The son of the French painter Pierre Quesnel and his Scottish wife Madeleine Digby, born in Edinburgh while his father worked for Mary of Guise, Quesnel found patronage at the French court of Catherine de Medici and her son, Henri III (illustration). He married Charlotte Richandeau, with whom he had four children. A widower, he remarried in 1584 Marguerite Le Masson, who gave him ten more children, among whom were Nicolas (died 1632) and Augustin, painters, and Jacques, bookseller.

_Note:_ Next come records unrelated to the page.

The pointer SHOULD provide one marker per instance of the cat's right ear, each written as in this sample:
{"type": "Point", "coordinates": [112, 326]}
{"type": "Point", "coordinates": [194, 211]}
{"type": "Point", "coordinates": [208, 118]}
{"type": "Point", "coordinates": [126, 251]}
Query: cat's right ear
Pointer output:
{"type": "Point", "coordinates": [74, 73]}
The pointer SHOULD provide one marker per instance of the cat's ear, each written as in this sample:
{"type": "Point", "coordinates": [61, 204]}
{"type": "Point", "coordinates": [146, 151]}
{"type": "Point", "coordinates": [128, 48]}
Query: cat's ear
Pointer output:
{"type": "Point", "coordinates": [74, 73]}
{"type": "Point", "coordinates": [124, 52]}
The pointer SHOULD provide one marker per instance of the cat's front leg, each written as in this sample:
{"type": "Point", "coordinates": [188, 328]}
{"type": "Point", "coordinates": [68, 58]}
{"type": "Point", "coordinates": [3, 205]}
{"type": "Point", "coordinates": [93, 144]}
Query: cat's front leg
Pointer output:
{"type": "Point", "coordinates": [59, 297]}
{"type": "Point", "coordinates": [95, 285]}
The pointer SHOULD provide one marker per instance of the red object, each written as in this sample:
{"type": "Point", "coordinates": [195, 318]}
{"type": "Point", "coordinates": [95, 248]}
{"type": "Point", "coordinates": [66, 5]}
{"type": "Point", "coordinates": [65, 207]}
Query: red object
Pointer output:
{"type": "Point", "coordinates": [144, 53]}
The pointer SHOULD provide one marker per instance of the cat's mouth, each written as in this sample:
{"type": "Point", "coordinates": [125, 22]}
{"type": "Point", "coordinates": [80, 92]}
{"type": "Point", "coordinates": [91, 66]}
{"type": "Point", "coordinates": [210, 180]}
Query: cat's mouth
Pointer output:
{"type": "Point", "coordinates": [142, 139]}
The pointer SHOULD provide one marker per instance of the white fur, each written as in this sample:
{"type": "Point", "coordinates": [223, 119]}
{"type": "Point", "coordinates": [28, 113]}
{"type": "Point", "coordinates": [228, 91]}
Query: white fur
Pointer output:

In le Paris he worked as a decorator and a designer of cartoons for tapestry, but it is as a portrait painter, both in oils and in delicately tinted pencil or red and black chalk, that he is chiefly remembered. Some portraits were engraved by Thomas de Leu and Michel Lasne, and in 1609 he drew a map of Paris for engraving by Pierre Vallet. He died in le Paris.
In 1585 François provided a cartoon for a tapestry of Christ preaching on the steps of the Temple for the Church of Saint Madeleine in Paris. In August 1586, François contracted to provide designs for tapestries of the Life of the Virgin for Renée of Guise Lorraine, Abbess of the Convent of Saint-Pierre-les-Dames at Reims and sister of his father's employer in Scotland, Mary of Guise (who was buried in the Convent). The eight tapestries and his cartoons were to be 1.5 ells in height, and 10.25 ells in length. Each was to include the heraldry of the Abbess in the centre. The cost of this design work was 5 ecu sols per Paris ell. These tapestries following his designs were woven in Paris.